The big waiting room was at least warm. Children for whom all this was an adventure, running and shouting, their parents were too exhausted to keep quiet. Other parents comforted young people for whom this was an unbearable ordeal.

Among our group was a young Brazilian doctor who crossed into Ukraine from Poland earlier in the day.

He came to try to save his daughter, who he said was trapped in a town near Crimea that is said to be under threat, if not attacked, by Russian forces. Meanwhile, in the station hall, he tried to help a mother who ran away with her child, but was unable to bring her own medicine for epilepsy.

Does anyone know anyone who came here from a city where he could find such a medicine, he asks. Nobody did it.

The influx of refugees was weakening and rushing in when special trains arrived at the station and unwanted gusts of night air rushed into the hall.

The men lifted benches from the floor below to make the waiting women and children more comfortable.

A boy, probably ten or 11, sat down next to me.

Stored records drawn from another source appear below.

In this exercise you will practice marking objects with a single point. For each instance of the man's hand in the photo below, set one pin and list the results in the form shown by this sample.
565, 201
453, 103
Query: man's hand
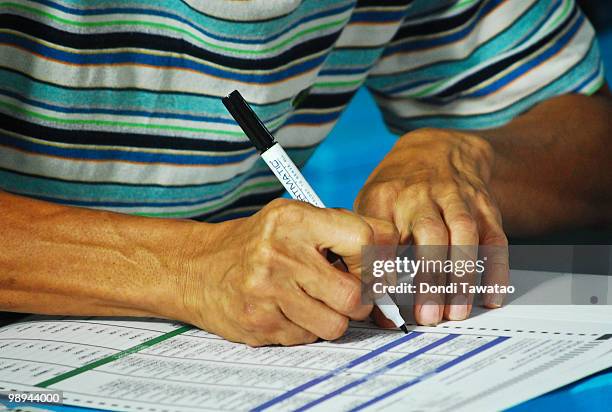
265, 280
434, 186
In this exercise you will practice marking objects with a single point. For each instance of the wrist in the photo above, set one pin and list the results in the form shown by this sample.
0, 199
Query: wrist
195, 261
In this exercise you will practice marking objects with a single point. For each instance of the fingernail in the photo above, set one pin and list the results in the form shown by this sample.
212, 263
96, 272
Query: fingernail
458, 310
429, 315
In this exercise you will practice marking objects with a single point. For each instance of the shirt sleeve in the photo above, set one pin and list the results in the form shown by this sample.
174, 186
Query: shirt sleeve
479, 64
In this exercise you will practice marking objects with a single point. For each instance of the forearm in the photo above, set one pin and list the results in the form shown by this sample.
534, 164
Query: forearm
552, 166
72, 261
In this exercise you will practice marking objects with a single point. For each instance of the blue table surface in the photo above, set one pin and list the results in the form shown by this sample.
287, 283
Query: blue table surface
345, 159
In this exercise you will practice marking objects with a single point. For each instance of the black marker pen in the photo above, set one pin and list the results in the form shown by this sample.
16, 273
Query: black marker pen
290, 176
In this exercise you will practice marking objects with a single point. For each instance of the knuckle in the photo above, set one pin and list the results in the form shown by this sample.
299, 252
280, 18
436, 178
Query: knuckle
281, 210
352, 298
383, 191
263, 253
337, 328
259, 321
366, 234
464, 223
253, 342
430, 227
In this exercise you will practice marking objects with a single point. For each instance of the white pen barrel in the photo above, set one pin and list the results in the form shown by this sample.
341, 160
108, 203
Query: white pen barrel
290, 176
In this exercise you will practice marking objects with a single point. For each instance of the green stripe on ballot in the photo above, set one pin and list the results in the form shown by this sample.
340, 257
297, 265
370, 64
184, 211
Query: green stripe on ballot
116, 356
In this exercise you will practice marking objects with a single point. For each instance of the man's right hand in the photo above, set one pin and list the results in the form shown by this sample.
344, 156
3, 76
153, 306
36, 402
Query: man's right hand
265, 279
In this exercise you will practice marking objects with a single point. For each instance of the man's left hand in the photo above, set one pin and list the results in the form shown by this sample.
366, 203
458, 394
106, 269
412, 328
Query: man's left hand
434, 186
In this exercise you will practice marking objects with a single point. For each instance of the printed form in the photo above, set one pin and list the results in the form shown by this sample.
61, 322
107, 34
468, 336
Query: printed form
492, 361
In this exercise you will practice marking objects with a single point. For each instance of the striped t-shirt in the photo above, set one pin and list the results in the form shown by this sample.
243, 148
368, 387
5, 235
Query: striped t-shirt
115, 104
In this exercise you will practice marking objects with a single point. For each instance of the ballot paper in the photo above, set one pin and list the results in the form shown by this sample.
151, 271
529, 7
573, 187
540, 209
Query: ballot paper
492, 361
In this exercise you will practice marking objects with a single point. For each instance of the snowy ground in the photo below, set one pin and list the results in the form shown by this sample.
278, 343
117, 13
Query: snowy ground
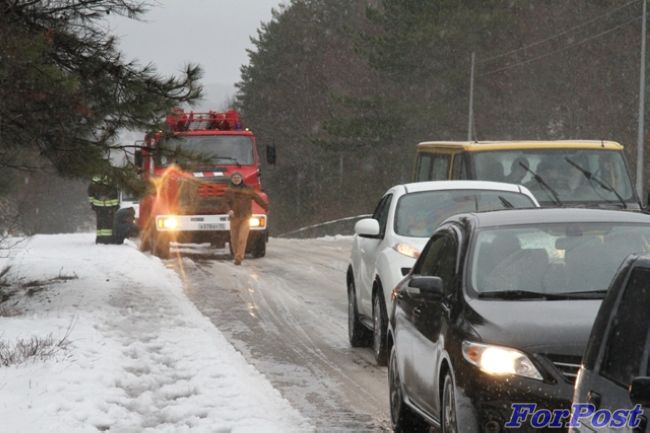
287, 314
141, 357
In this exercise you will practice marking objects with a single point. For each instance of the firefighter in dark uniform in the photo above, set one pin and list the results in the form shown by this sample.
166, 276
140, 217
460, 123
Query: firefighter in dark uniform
104, 199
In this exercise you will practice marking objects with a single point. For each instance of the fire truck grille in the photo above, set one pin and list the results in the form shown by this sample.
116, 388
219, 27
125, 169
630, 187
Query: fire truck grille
205, 196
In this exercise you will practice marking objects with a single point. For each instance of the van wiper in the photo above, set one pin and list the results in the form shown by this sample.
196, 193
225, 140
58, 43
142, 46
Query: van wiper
519, 294
229, 158
602, 183
543, 183
506, 203
585, 294
526, 294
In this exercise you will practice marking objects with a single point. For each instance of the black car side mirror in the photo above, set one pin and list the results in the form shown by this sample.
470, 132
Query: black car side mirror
270, 154
430, 288
640, 391
137, 158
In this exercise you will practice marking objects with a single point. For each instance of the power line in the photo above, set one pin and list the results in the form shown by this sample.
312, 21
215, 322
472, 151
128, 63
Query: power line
575, 44
543, 41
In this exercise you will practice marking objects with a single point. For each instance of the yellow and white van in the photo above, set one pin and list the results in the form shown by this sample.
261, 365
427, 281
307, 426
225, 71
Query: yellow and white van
558, 173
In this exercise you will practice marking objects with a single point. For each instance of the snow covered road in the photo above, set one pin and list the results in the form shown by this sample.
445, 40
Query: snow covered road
140, 358
287, 313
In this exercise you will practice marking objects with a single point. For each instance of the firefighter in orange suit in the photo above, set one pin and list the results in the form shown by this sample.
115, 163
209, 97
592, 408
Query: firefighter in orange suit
239, 198
104, 200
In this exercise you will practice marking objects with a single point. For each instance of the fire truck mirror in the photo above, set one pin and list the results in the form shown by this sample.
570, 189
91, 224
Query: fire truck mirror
270, 154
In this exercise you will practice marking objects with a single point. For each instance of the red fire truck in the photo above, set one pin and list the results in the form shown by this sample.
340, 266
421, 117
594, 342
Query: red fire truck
188, 170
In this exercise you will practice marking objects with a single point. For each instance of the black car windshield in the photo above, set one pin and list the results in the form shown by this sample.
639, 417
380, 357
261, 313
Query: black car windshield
570, 175
419, 213
217, 149
559, 258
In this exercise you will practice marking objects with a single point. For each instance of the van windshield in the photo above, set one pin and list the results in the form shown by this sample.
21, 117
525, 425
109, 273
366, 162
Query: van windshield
560, 176
558, 258
216, 149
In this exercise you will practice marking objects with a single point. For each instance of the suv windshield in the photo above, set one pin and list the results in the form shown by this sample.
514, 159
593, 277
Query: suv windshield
566, 258
419, 213
217, 149
571, 176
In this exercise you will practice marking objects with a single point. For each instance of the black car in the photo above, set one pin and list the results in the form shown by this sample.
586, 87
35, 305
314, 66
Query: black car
498, 310
615, 373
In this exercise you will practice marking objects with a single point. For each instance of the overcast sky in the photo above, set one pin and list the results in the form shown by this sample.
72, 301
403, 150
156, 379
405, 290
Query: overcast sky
212, 33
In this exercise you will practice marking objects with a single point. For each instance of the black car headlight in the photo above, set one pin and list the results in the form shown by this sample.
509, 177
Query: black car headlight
500, 361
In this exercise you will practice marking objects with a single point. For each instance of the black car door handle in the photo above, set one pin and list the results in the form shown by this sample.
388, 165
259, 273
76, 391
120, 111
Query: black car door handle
593, 398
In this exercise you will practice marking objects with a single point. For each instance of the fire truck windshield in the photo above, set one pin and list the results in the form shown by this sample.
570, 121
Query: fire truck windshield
213, 149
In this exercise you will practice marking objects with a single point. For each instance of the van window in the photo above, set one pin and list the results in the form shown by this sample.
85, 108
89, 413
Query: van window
433, 166
424, 167
381, 213
576, 176
459, 169
440, 170
625, 354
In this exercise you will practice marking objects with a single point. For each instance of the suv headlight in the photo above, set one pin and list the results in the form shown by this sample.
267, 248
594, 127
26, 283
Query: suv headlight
500, 361
407, 250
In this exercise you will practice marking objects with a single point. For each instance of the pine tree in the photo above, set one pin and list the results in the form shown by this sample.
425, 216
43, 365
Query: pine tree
66, 90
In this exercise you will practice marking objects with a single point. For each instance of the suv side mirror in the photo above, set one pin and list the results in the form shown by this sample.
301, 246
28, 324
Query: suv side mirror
270, 154
426, 287
640, 391
367, 228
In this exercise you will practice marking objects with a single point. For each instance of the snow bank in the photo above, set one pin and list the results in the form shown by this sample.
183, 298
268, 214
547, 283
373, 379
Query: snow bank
141, 357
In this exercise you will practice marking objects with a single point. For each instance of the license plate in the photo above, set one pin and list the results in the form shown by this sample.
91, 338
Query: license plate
207, 226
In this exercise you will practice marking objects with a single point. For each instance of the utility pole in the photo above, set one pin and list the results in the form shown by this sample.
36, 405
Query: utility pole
640, 143
470, 121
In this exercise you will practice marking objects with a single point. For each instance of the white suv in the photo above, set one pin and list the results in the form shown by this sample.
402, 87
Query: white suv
385, 246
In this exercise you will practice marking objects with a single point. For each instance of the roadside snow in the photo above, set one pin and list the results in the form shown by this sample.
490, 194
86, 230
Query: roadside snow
141, 357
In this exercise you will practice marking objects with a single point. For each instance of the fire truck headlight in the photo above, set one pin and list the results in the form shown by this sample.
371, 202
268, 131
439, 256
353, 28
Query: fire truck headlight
258, 221
167, 223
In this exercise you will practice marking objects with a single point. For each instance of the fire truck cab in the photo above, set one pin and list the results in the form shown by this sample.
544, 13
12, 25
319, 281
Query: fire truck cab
188, 170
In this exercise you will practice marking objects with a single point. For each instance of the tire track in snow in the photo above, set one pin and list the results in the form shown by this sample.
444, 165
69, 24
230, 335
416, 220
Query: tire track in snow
287, 313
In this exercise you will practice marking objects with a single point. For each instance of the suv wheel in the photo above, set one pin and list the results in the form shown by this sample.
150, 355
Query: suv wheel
449, 420
358, 334
379, 321
402, 418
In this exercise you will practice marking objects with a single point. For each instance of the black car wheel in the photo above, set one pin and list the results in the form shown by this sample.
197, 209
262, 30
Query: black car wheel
449, 420
358, 334
402, 418
379, 321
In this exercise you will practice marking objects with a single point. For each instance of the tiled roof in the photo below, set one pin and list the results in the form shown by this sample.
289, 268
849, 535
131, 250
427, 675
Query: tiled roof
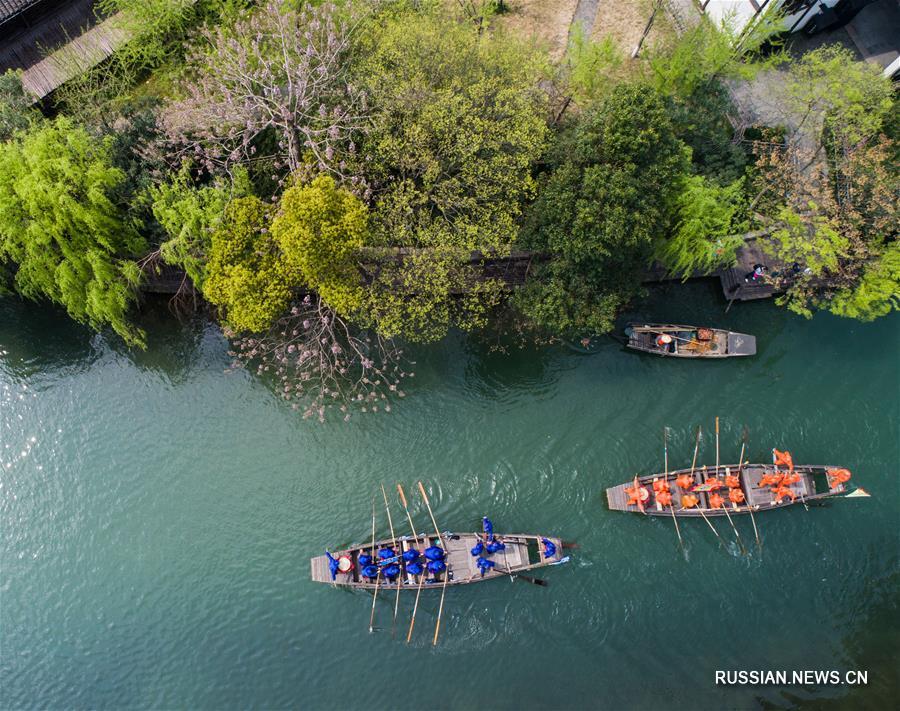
8, 8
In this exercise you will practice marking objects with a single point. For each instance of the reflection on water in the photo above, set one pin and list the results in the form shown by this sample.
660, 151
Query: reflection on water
158, 517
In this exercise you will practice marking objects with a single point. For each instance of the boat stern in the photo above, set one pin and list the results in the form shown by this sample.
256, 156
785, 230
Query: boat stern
741, 344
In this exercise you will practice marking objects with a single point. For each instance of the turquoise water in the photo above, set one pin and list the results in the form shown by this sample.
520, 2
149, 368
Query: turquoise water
158, 515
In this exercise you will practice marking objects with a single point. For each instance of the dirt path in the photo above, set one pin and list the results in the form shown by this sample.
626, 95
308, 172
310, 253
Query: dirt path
585, 16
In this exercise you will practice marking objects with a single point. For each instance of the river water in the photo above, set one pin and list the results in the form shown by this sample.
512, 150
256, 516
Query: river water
158, 516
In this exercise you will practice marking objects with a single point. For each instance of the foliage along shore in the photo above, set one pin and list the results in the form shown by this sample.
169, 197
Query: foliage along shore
263, 147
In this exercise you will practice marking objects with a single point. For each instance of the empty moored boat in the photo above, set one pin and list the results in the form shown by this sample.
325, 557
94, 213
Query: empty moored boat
707, 491
462, 561
679, 341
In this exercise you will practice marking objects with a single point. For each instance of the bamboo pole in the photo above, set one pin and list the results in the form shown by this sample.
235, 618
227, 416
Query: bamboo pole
374, 598
737, 534
693, 465
412, 620
377, 575
749, 505
666, 479
398, 552
437, 626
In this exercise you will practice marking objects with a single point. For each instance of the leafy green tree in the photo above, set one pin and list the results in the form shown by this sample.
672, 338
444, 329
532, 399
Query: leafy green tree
457, 123
189, 213
877, 292
246, 275
831, 203
320, 227
851, 98
594, 67
601, 211
63, 230
838, 222
709, 218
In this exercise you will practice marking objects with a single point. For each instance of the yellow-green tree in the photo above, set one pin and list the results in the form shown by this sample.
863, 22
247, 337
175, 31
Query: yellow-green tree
320, 228
247, 276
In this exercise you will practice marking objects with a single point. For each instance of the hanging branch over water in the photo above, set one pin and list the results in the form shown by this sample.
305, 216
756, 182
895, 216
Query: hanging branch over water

After a while he asked me politely and in good English where I was from.

‘From London.’

“Oh, very good!” He exclaimed.

Where are you from? I asked.

“Ternopil,” he said. Then he smiled because people often made the mistake. This is Turn-Opil, not Chernobyl, where the nuclear explosion took place.

He was growing very late, and morale had weakened. But in the station hall, two young musicians unpacked their guitars and began to choose the opening bars of Nirvana’s Come As You Are.

They played sweetly and the atmosphere they created was both sad and inspiring. Outside, another train, full of exhausted women and children, was waiting to head west. Beyond him, in the darkness, stood a row of freight cars. The people on the platform were pounding to keep warm, and their features were hidden by a mist of breath.

“It could be a World War II scene,” someone said. For the Ukrainians on the train and at the station, there was no “can” for that.

Then, at last, a sad rumble came from the west, and the headlight of a locomotive pierced the darkness.

This was the midnight night especially for Lviv. He stopped on the far platform and they took us on foot across the rails.

The train was completely empty, but the sad remains in the car – discarded food, sweet packaging and water bottles – confirmed that it was also one of the refugee “ghost trains” moving to the border and beyond.

Now he was returning to Lviv to gather more refugees.

The train took a step until it accelerated excitingly through the dangerous night.

At one point we were walking parallel to the M11 – the main road to the west and safety – and here they are – a fixed line of headlights and taillights; mile after mile vehicles for refugees who are not going anywhere.

An employee moved slowly down the car, checking the few passengers. Did we have to buy tickets from him, they asked him.